Photo by Dan Visan on Unsplash

What happens when we consciously engage with our city? Let’s turn off the autopilot and turn on the senses. Is the city surprising? Is it overwhelming? Repelling or attractive? In any case, the urban environment moves us and it becomes clear what does us good and what doesn’t, and what we want more or less of. A good basis, therefore, from which urban planning can learn. 


Dear diary,

It’s hot in Pescara today, at last! I go downstairs, open the building door, and immediately, a violent wave of noises greets me good morning. The traffic in Pescara is intense. Limiting the amount of cars in the street where I live would be a great improvement. I decide to head to the historic centre, which seems to be in a separate bubble.

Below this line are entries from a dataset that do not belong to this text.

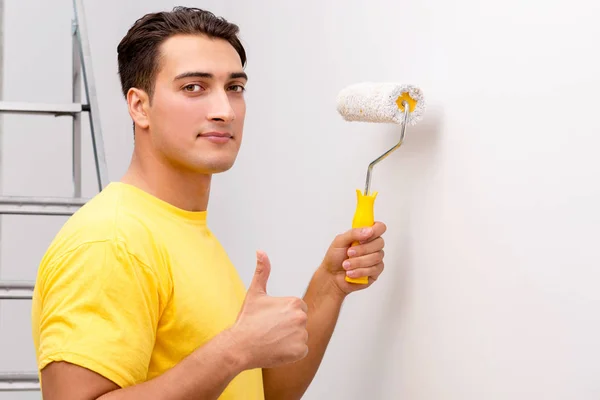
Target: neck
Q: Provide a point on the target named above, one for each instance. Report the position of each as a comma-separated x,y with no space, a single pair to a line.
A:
183,189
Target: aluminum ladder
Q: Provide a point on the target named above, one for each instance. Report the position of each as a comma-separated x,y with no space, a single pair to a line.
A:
82,65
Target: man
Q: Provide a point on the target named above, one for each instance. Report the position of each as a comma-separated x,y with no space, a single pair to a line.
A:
135,298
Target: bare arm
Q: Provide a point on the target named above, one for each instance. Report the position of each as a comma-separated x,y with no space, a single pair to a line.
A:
203,374
324,297
268,332
324,302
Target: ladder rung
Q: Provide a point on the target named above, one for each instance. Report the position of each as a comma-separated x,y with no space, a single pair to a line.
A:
19,381
16,290
41,108
40,205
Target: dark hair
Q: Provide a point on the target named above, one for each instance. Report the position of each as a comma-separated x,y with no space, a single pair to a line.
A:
138,52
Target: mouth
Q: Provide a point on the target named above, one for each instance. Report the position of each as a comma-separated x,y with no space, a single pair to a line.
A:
216,137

When I touch the brick walls, I can feel the sweat and ingenuity of the medieval workers.

As I am about to cross, I see in the distance the traffic light turn green. I manage to cross just in time before the sound of a truck rings in my ear and exhaust gas fills my lungs. I take a few more steps and there I am, standing in front of corso Manthonè. As I enter the street, human voices substitute the machine noises – it’s fantastic.

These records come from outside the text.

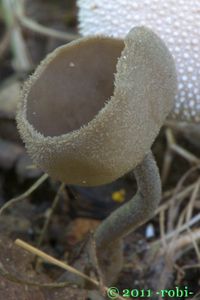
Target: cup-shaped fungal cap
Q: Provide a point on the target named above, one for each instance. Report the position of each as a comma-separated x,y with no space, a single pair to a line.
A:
93,108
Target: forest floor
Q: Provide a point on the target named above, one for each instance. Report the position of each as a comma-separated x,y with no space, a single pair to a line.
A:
162,254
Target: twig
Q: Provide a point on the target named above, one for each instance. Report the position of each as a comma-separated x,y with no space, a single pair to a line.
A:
192,201
58,263
4,43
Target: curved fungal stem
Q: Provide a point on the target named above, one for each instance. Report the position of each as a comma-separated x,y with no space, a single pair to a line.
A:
138,210
127,218
108,236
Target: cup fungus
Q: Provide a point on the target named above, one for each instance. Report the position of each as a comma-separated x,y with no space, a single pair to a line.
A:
176,22
91,112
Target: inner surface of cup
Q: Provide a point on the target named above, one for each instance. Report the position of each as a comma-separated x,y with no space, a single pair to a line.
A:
74,86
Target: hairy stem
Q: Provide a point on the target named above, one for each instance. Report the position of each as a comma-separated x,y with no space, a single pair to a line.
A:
108,236
138,210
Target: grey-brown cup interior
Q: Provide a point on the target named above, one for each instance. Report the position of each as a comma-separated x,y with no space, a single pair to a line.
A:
74,86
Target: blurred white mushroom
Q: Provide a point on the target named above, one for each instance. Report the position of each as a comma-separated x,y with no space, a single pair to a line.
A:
176,22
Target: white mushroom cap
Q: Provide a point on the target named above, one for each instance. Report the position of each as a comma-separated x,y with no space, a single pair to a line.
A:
177,22
83,124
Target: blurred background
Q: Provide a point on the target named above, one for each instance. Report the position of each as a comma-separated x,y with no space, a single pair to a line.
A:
161,254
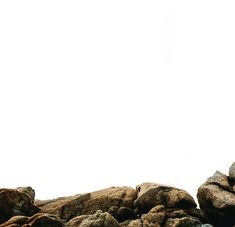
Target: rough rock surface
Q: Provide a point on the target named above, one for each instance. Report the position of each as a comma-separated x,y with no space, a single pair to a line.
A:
149,205
99,219
150,195
232,172
217,199
115,200
14,202
37,220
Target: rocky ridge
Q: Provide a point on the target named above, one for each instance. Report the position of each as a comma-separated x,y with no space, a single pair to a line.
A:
148,205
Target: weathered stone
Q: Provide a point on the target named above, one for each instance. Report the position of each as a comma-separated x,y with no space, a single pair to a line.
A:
221,180
44,220
150,195
182,222
29,191
155,217
232,172
16,220
77,220
69,207
99,219
136,223
217,201
13,202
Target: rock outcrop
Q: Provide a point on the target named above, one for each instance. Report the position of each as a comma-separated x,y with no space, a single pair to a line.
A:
119,201
217,198
148,205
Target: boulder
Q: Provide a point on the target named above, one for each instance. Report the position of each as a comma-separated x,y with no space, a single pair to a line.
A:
28,191
13,203
16,220
115,200
232,172
150,195
99,219
217,199
182,222
37,220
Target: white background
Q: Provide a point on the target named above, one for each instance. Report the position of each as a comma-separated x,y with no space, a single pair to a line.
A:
110,93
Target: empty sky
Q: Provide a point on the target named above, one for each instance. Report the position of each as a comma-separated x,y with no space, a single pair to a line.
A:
110,93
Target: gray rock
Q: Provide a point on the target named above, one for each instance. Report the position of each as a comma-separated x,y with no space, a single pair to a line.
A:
99,219
217,200
151,195
232,172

I feel like I’m in the middle of History: I walk on a fifteenth century pavement that almost makes me lose my balance. When I touch the brick walls, I can feel the sweat and ingenuity of the medieval workers.


The streets are narrow and long, but here, I feel more secure than in those exaggeratedly large streets outside. Here, I do not feel the layer of hot air that stagnates in other urban areas. But the historical centre is small and very soon, I find myself outside of this protected area again. The air is hot and humid, noises loud in my ears.